The notes are structured debt securities issued by JPMorgan Chase Financial Company LLC, guaranteed by JPMorgan Chase & Co., with payments linked to the performance of four underlyings: the S&P 500® Index, the Nasdaq‑100® Technology Sector, the iShares® Silver Trust and the SPDR® Gold Trust.
How do the contingent interest payments on AMJB notes work?
For each $1,000 note, a monthly contingent coupon of at least $11.0833 (at least 13.30% per annum) is paid only if, on that review date, the closing value of each underlying is at least 60% of its initial value. Missed coupons accrue and can be paid later if the barrier is met, but may never be paid if it is not.
When can the AMJB notes be automatically called?
The notes may be automatically called on any review date from July 28, 2026 (excluding the first five and the final review dates) if the closing value of each underlying is at or above its initial value. On a call, holders receive $1,000 per note plus the applicable contingent interest and any unpaid prior contingent interest.
What happens at maturity if the AMJB notes are not called?
If the notes are not called and the final value of each underlying is at least 60% of its initial value, investors receive $1,000 per note plus the final contingent coupon and any unpaid prior coupons.
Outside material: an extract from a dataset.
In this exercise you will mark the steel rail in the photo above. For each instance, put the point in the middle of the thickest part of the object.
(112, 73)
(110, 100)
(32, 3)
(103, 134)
If the final value of any underlying is below 60% of its initial value, the maturity payment is $1,000 plus $1,000 times the return of the least performing underlying, so principal losses can exceed 40% and reach 100%.
What is the risk profile of the JPMorgan AMJB auto callable notes?
Key risks include loss of principal if the least performing underlying falls below its 60% trigger at maturity, the possibility of receiving no interest if barriers are not met on review dates, exposure to the credit risk of JPMorgan Chase Financial Company LLC and JPMorgan Chase & Co., and limited liquidity since the notes are not exchange‑listed.
How is the estimated value of the AMJB notes determined?
If priced on the date shown, the notes would have an estimated value of about $965.20 per $1,000, and at issuance the estimated value will not be less than $900.00 per $1,000. This reflects the value of a fixed‑income component plus embedded derivatives, using JPMorgan’s internal funding rate and including selling commissions, hedging costs and projected hedging profits.
Which markets and assets underlie the JPMorgan AMJB notes?
The notes reference U.S. large‑cap equities via the S&P 500® Index, technology sector stocks via the Nasdaq‑100® Technology Sector, and precious metals exposure via the iShares® Silver Trust (silver) and SPDR® Gold Trust (gold). Payments depend on the performance of each underlying separately, not on a combined basket.